Director Anne Fontaine has said of the iconic French fashion designer Gabrielle ‘Coco’ Chanel, “It was not so much the fashion as the characteristics of this exceptional woman that interested me.” Hence Coco avant Chanel, like its title suggests, is about Coco Chanel’s personal life during her formative years before her clothing designs transformed her into a globally recognised household name. Played by Audrey Tautou, Chanel (or Coco as she is referred to throughout this film) is a cynical, independent and headstrong woman who doesn’t suffer fools. She climbs her way out of poverty and into society through an unconventional affair with Étienne Balsan (Benoît Poelvoorde), an older aristocrat, only to fall in love with Arther ‘Boy’ Capel (Alessandro Nivola), a young English businessman.
In many ways Coco avant Chanel is comparable to the 2007 Édith Piaf biopic La Vie en Rose. Despite being set 30 years apart, both films are crowd-pleasers about iconic French women who went from rags to riches. Both Piaf and Chanel climbed out of poverty and into society, both women were fiercely independent self-made women, and both of them suffered tragic love lives. However, while La Vie en Rose skilfully and engagingly weaved together both the details of Piaf’s personal life and the details of her professional life, Coco avant Chanel predominantly focuses on Coco’s private life. The young woman/older man relationship is refreshingly portrayed as a complex power play, rather than a contrived male fantasy, however the men in Coco’s life do dominate the telling of her story. Coco’s attitudes towards fashion (she disliked the frivolous fashion that was so popular at the time, she integrated men’s fashion into women’s fashion, and she triumphed simplicity and comfort) are touched upon, but her work and the social implications of her designs are of secondary importance.

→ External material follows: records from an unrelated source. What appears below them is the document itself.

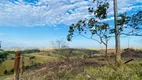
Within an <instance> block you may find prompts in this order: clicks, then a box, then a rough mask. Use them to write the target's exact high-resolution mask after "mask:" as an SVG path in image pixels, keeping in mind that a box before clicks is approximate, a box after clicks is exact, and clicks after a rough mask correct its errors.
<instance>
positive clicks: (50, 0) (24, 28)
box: [0, 0, 142, 48]
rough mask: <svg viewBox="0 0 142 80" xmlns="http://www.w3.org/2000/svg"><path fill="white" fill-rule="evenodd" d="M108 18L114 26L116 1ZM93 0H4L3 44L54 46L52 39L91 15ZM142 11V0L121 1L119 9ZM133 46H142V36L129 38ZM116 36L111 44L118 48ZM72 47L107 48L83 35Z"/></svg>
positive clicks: (54, 38) (132, 46)
mask: <svg viewBox="0 0 142 80" xmlns="http://www.w3.org/2000/svg"><path fill="white" fill-rule="evenodd" d="M108 1H109V3H110V8H109V10H108V15H109V18H108V19H107V21H109V22H110V25H111V26H113V21H112V20H113V2H112V1H113V0H108ZM95 5H96V4H95V3H92V0H0V40H1V41H2V46H3V47H51V44H50V42H51V41H54V40H57V39H61V38H64V39H65V40H66V36H67V34H68V26H69V25H71V24H72V23H76V22H77V21H78V20H80V19H83V18H87V17H89V16H91V14H89V13H88V11H87V9H88V7H89V6H94V8H95ZM140 10H142V0H123V1H122V0H118V12H119V13H123V12H126V11H127V12H128V14H129V15H131V14H134V13H136V12H138V11H140ZM129 41H130V43H131V44H130V46H131V47H141V45H142V38H140V37H129ZM114 43H115V42H114V38H112V39H111V40H110V42H109V47H110V48H113V47H114ZM69 45H70V47H77V48H103V45H100V44H99V43H97V42H95V41H92V40H87V39H85V38H83V37H81V36H76V37H74V38H73V40H72V42H69ZM121 45H122V47H127V46H128V37H121Z"/></svg>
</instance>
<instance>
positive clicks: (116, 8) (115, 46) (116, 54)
mask: <svg viewBox="0 0 142 80" xmlns="http://www.w3.org/2000/svg"><path fill="white" fill-rule="evenodd" d="M113 6H114V8H113V9H114V25H115V29H114V30H115V31H114V33H115V50H116V63H119V62H121V53H120V34H119V27H118V26H117V20H118V8H117V0H113Z"/></svg>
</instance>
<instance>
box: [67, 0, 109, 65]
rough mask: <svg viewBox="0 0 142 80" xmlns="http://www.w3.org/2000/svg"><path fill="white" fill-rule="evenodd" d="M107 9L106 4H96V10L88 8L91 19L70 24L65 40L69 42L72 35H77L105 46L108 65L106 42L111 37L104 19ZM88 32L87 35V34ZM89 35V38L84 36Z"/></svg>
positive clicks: (90, 7) (71, 39)
mask: <svg viewBox="0 0 142 80" xmlns="http://www.w3.org/2000/svg"><path fill="white" fill-rule="evenodd" d="M108 8H109V3H108V2H102V1H98V2H97V9H96V10H94V8H92V7H90V8H88V11H89V13H91V14H93V17H91V18H90V19H84V20H79V21H78V22H77V23H76V24H72V25H71V26H70V27H69V31H68V32H69V34H68V35H67V40H68V41H71V40H72V37H73V36H74V33H78V34H79V35H81V36H83V37H85V38H87V39H92V40H94V41H97V42H99V43H100V44H103V45H104V46H105V57H106V60H107V61H108V63H109V64H110V62H109V60H108V58H107V56H108V54H107V53H108V52H107V50H108V41H109V39H110V37H111V36H110V35H111V32H110V30H111V28H110V26H109V24H108V23H107V22H105V21H103V20H104V19H106V18H107V9H108ZM88 32H89V33H88ZM88 34H90V37H87V36H85V35H88Z"/></svg>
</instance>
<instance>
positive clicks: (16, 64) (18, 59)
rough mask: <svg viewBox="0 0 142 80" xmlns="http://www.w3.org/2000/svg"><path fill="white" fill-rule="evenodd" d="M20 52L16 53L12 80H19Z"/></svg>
mask: <svg viewBox="0 0 142 80" xmlns="http://www.w3.org/2000/svg"><path fill="white" fill-rule="evenodd" d="M20 54H21V52H20V51H16V55H15V61H14V80H19V66H20Z"/></svg>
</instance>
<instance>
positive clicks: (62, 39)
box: [51, 39, 69, 49]
mask: <svg viewBox="0 0 142 80" xmlns="http://www.w3.org/2000/svg"><path fill="white" fill-rule="evenodd" d="M51 44H52V47H53V48H54V49H62V48H68V47H69V46H68V44H67V42H65V41H64V40H63V39H60V40H56V41H52V42H51Z"/></svg>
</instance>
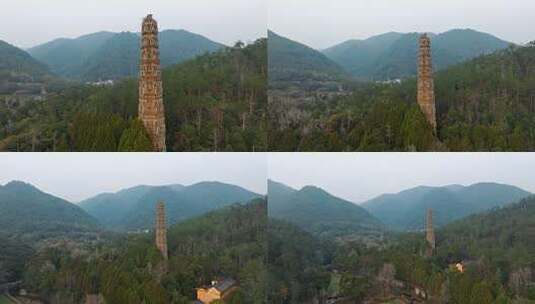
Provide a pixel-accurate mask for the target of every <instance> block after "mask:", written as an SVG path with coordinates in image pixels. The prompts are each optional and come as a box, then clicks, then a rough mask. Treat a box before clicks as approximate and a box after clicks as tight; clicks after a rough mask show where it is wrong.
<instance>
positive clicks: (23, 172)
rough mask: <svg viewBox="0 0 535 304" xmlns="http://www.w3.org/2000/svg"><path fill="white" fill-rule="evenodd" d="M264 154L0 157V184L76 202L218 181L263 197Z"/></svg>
mask: <svg viewBox="0 0 535 304" xmlns="http://www.w3.org/2000/svg"><path fill="white" fill-rule="evenodd" d="M266 157H267V155H266V154H263V153H232V154H231V153H159V154H154V153H0V168H2V171H1V172H0V184H2V185H5V184H6V183H7V182H9V181H11V180H21V181H25V182H28V183H30V184H33V185H34V186H36V187H38V188H39V189H41V190H43V191H44V192H47V193H50V194H53V195H56V196H59V197H61V198H64V199H67V200H69V201H71V202H78V201H80V200H82V199H85V198H88V197H91V196H93V195H96V194H98V193H102V192H116V191H118V190H120V189H124V188H127V187H132V186H136V185H167V184H183V185H190V184H193V183H197V182H201V181H219V182H225V183H229V184H234V185H238V186H241V187H244V188H246V189H248V190H251V191H254V192H257V193H260V194H265V193H266V191H267V190H266V176H267V171H266V170H267V167H266V161H267V160H266Z"/></svg>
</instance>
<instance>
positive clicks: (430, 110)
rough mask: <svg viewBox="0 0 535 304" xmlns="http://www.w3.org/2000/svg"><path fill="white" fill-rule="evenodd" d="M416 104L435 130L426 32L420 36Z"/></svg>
mask: <svg viewBox="0 0 535 304" xmlns="http://www.w3.org/2000/svg"><path fill="white" fill-rule="evenodd" d="M418 105H420V109H422V112H423V113H424V116H425V118H426V119H427V121H428V122H429V124H430V125H431V126H432V127H433V131H435V132H436V129H437V120H436V109H435V85H434V83H433V64H432V61H431V40H430V39H429V37H427V34H423V35H422V36H420V51H419V55H418Z"/></svg>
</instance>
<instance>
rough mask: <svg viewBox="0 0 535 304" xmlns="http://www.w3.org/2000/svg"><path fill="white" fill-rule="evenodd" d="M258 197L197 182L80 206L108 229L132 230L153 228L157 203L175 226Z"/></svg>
mask: <svg viewBox="0 0 535 304" xmlns="http://www.w3.org/2000/svg"><path fill="white" fill-rule="evenodd" d="M260 197H262V196H261V195H260V194H257V193H254V192H251V191H249V190H246V189H244V188H242V187H239V186H235V185H231V184H225V183H220V182H200V183H195V184H193V185H189V186H182V185H169V186H139V187H134V188H131V189H125V190H123V191H120V192H118V193H113V194H105V195H98V196H96V197H93V198H89V199H87V200H84V201H83V202H80V207H82V208H83V209H84V210H85V211H87V212H88V213H89V214H90V215H92V216H93V217H95V218H97V219H98V220H99V222H100V223H101V224H102V225H103V226H104V227H106V228H108V229H112V230H119V231H135V230H140V229H148V228H150V227H152V225H153V218H154V204H155V202H157V201H163V202H164V204H165V207H166V214H167V221H168V223H170V224H175V223H178V222H181V221H184V220H187V219H189V218H192V217H196V216H199V215H201V214H203V213H206V212H208V211H212V210H215V209H218V208H222V207H225V206H229V205H232V204H234V203H245V202H248V201H250V200H252V199H255V198H260Z"/></svg>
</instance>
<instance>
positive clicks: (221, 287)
mask: <svg viewBox="0 0 535 304" xmlns="http://www.w3.org/2000/svg"><path fill="white" fill-rule="evenodd" d="M235 284H236V281H235V280H233V279H229V278H227V279H224V280H221V281H219V282H217V284H215V285H214V286H213V288H215V289H217V290H218V291H220V292H225V291H227V290H228V289H229V288H231V287H232V286H234V285H235Z"/></svg>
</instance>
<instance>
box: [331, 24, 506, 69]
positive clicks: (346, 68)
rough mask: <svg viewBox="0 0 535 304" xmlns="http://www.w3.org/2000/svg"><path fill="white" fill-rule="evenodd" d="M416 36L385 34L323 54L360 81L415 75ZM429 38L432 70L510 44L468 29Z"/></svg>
mask: <svg viewBox="0 0 535 304" xmlns="http://www.w3.org/2000/svg"><path fill="white" fill-rule="evenodd" d="M419 36H420V34H419V33H406V34H402V33H394V32H391V33H386V34H382V35H378V36H374V37H370V38H368V39H365V40H350V41H346V42H343V43H341V44H339V45H335V46H333V47H331V48H328V49H326V50H324V51H323V53H324V54H325V55H327V56H328V57H329V58H330V59H332V60H333V61H335V62H336V63H337V64H338V65H340V66H341V67H343V68H344V69H345V70H346V71H348V72H349V73H351V75H353V76H354V77H356V78H358V79H362V80H388V79H396V78H404V77H408V76H415V75H416V70H417V66H416V64H417V58H418V39H419ZM429 36H430V38H431V45H432V53H433V66H434V68H435V71H438V70H443V69H444V68H447V67H449V66H451V65H454V64H457V63H460V62H463V61H466V60H469V59H472V58H474V57H477V56H481V55H484V54H489V53H493V52H495V51H497V50H501V49H505V48H507V47H508V46H509V45H510V43H509V42H507V41H503V40H501V39H499V38H497V37H494V36H492V35H490V34H487V33H482V32H478V31H474V30H471V29H454V30H450V31H447V32H444V33H440V34H429Z"/></svg>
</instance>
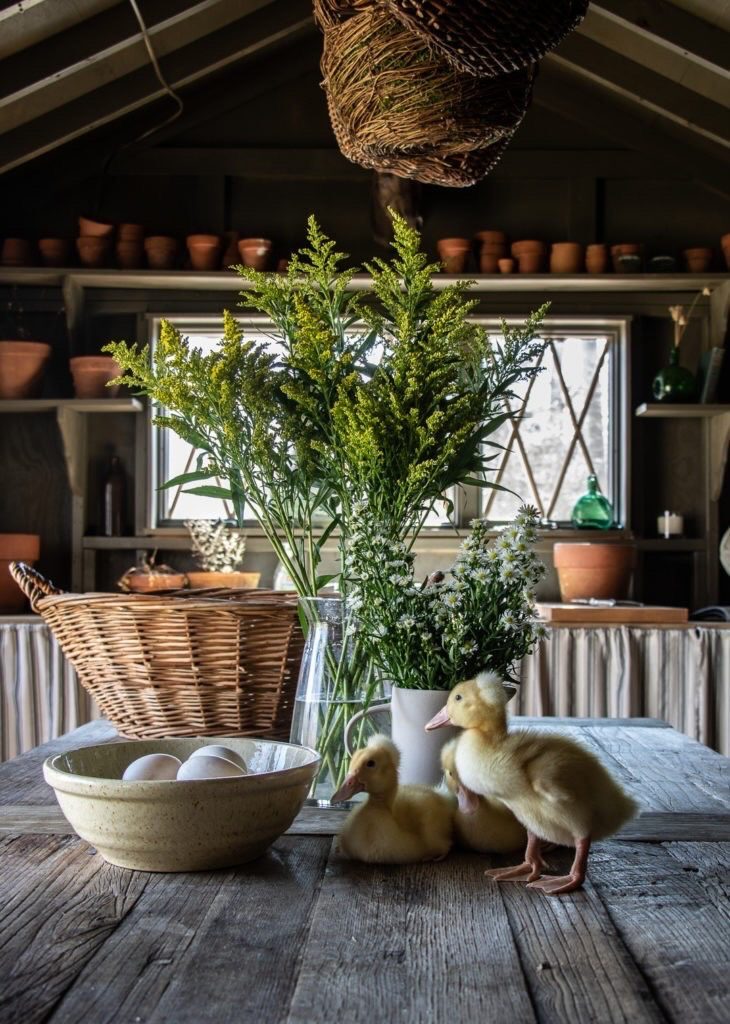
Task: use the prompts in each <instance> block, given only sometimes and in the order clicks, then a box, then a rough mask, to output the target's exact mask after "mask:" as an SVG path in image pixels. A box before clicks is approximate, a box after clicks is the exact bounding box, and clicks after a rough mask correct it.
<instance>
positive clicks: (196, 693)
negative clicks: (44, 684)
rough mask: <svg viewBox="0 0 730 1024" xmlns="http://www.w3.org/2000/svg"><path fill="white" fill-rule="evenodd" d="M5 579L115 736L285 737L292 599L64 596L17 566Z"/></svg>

Audrey Tautou is an incredibly photogenic actor and she looks wonderful in the various Chanel outfits that she gets to wear in the film. However, Tautou is a very limited performer and struggles to give depth to the character. Tautou portrays Coco adequately but doesn’t come close to giving her the range that Marion Cotillard gave to Piaf in La Vie en Rose. This criticism can in fact be applied to Coco avant Chanel as a whole. The detailed production design, the sweeping cinematography and the lush musical score are all impressive and facilitate the story well but there is nothing in Coco avant Chanel that is ever particularly remarkable. Similarly the very straightforward narrative facilitates a basic biopic storyline without any surprises or truly standout moments. Coco avant Chanel is a competent and perfectly functional film but competence and functionality alone do not make for riveting viewing.